証明写真
資格の免状の書き換えが必要になった。別段何か変わったというわけではないのだが、ある程度の年月が経過したら写真を書き換える必要があるのである。片田舎であるので証明写真ボックスがあちこちにあるというわけではなく、市内に1か所あるのは知っているがそれも車で十数分かかる場所である。別に書き換えなくても失効するものではないのだが、仕事に使うものなので書き換えないと問題になる。面倒だとは思いつつも、仕事帰りにその証明写真ボックスで写真だけ撮って帰ることにした。

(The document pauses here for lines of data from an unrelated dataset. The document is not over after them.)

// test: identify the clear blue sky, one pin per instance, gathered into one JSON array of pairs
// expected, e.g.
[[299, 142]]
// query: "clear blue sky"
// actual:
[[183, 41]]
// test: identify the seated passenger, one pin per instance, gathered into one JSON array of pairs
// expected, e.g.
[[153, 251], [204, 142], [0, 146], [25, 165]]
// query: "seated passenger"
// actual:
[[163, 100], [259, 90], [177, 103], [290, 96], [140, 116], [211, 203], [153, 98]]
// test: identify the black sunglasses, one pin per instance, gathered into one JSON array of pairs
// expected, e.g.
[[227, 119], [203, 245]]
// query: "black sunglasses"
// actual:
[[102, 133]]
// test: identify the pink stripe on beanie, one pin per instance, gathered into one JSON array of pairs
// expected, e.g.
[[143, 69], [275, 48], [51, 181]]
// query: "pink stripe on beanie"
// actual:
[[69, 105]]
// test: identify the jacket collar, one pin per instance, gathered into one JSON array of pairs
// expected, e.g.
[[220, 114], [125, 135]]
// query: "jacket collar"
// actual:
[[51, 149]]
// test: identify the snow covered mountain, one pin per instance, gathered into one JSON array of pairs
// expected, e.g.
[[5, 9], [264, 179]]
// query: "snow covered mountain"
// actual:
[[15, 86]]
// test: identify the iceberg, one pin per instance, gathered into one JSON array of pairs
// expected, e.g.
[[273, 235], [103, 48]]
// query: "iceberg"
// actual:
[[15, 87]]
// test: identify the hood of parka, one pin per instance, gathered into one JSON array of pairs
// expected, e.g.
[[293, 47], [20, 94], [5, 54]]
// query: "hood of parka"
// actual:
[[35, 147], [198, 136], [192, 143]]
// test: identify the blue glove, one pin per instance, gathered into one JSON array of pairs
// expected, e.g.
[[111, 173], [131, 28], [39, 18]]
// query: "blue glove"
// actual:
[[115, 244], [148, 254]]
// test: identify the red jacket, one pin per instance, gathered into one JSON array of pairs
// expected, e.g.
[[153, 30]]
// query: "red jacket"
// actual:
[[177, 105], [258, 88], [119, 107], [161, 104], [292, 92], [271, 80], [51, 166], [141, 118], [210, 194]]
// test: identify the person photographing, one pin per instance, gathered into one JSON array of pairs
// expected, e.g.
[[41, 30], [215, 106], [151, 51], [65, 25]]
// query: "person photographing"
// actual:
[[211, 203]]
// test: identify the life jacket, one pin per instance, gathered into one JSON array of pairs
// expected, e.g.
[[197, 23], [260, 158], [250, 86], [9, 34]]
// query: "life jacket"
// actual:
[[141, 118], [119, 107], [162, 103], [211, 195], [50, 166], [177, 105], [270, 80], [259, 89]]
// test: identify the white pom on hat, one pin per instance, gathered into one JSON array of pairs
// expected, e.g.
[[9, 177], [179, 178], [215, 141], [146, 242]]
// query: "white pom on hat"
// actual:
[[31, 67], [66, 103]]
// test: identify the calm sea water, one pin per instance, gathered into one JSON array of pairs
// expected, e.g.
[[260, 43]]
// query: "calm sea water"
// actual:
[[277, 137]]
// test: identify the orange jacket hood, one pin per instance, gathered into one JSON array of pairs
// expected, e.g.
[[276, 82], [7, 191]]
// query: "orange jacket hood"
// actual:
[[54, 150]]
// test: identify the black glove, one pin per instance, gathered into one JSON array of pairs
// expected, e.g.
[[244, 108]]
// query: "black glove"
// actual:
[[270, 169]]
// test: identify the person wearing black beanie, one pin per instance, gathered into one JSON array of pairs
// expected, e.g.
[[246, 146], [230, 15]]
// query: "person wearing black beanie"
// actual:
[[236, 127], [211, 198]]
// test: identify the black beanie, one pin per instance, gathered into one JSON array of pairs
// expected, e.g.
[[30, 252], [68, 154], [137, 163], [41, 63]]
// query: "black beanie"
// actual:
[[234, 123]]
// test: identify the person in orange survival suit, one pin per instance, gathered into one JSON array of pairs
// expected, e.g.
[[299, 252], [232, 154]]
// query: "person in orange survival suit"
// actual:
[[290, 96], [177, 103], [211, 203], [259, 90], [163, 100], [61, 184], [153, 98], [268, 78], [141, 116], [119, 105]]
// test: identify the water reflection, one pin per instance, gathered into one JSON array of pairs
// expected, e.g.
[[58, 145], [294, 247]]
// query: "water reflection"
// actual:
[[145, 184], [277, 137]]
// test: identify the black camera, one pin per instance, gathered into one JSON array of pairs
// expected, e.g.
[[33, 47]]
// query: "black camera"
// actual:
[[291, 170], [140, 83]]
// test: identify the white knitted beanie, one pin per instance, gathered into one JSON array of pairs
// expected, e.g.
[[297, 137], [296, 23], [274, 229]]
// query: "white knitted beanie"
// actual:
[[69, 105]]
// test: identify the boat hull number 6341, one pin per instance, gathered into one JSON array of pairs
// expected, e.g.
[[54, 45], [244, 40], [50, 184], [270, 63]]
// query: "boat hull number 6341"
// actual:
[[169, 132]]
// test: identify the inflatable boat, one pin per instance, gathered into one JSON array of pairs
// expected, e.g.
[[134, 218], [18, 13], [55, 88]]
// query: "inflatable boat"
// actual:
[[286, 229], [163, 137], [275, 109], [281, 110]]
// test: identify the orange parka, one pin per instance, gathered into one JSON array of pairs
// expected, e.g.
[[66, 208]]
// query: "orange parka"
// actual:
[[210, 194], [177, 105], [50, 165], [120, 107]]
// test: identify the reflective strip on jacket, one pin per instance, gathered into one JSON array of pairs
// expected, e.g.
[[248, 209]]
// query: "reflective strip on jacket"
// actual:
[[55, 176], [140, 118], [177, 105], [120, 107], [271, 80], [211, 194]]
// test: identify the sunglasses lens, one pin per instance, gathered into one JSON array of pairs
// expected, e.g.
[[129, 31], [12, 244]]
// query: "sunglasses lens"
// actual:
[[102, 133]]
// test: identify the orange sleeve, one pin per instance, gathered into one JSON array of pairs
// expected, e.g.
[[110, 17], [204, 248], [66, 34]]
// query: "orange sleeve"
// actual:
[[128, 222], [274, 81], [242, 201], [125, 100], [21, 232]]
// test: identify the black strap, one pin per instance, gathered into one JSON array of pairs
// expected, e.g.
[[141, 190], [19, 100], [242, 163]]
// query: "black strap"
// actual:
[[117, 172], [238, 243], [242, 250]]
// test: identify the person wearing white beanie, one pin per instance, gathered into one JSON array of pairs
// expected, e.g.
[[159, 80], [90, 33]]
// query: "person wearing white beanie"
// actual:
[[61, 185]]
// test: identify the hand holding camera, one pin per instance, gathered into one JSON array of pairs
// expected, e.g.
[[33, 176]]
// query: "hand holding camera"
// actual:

ボックスがあるのは、市内のはずれにある古びた薬局の前だ。一応深夜まで営業しているようだが、、看板のライトは半分くらい消えていて、壁もずいぶんと汚れている。隣にある建物は火事に遭ったのだろう、焼け焦げた壁がそのままの状態で、解体さえもされずに残っている。反対側は古い寺があり、その隣は墓地。どう考えても夜に来たい場所ではないが、ここでなければちゃんとした写真スタジオか、一山越えた先、車でも30分以上かかる隣の市にまで行かなければならない。ただでさえ面倒臭いのに、そんなことはしたくない。だから仕方なく、誰もいない薬局の駐車場に車を停め、証明写真ボックスの中へと入った。
ボックス自体は割と最近設置されたものであるらしく、中はとても綺麗だった。画面に映る自分の顔がずいぶんと疲れているのは、ここのところの残業続きのせいだろう。私は心底面倒だと思いながらも、画面に表示される内容に従って操作を進め、つつがなく撮影を終えた。出てきた写真を確認したが、しっかりと撮影はできている。目の下のクマがすごいし、表情もどう考えても疲れ切っているが、別に突き返されることはないだろう。この写真が10年も使われることは極めて不満であったが、わざわざもう一度コンディションを整えて撮影しなおすほどの意欲は、私にはなかった。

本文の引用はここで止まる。